Friday, October 25, 2019

This is a continuation of the earlier posts to enumerate funny aspects of software engineering practice :

190) Build a product with ambitious charter and find the release timelines reducing the plan.
191) Build a product that does not preserve data between restarts, retries or disaster recovery
192) Build a product that does not retain user settings only to have the user apply them again
193) Build a product by putting together functionality via dependencies and find that the massive surface area attracts all kinds of vulnerabilities.
194) Build a product that creates sdks, command-line clients and other artifacts and find that the versioning for each becomes a maintenance issue.
195) Build a product that does not keep history of all actions, assets and activities only to find significant effort in rebuilding it.

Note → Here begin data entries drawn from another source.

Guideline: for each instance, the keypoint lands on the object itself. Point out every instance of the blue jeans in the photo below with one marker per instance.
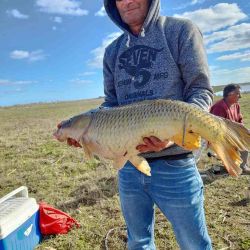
(177, 189)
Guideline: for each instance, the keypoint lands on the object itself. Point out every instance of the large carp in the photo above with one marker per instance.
(114, 133)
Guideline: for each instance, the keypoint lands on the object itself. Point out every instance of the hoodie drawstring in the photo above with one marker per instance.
(128, 42)
(143, 33)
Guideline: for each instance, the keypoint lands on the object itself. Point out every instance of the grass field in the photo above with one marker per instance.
(59, 175)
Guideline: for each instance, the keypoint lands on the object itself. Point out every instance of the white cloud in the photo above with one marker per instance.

196) Build a product that does not maintain registry for all users and find that there is no blacklist or whitelist capability
197) Build a product that assumes secure communication via tunnels and find that the tunnels need not be continuous through a proxy.

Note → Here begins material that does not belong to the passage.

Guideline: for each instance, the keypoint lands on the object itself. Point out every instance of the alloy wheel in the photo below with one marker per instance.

198) Build a product that does not gain statistics of its usage and find that the pain grows among users
199) Build a product that has no telemetry and not have any insight into how customers are doing with the product.
200) Build a product that has built in dial home capabilities and find that privacy gurus will find it suspect.
201) Build a product that has little or no test tools shipped with its product and find that customers are knocking
202) Build a product that leverages APIs for all its workflows and find that the product becomes part of more and more workflows.
203) Build a product with enough bread crumbs and sitemap to let the user navigate the pages and see that the usability goes up and so does the customer appeal.
204) Build a product that ships on mobile devices and find the audience skyrocket
205) Build a product with rich mobile enhanced experience across a variety of devices and find that the customers are able to use the product even before going to sleep
206) Build a product with mobile integration of payment methods such as personal wallet and the chore of paying becomes smooth.
207) Build a product that can use digital cards and refill them at will and the product becomes usable at all participating stores increasing adoption via partner networks
208) Build a product with partner sponsored incentives to customers and see the appeal grow as partner network endears itself to the customer more than it would have individually
209) Build a product with little or no ecosystem and the product fails to strike popularity in conferences, exhibitions and symposiums
210) Build a product with little user education and find that the sales booths at an exhibition are not visited.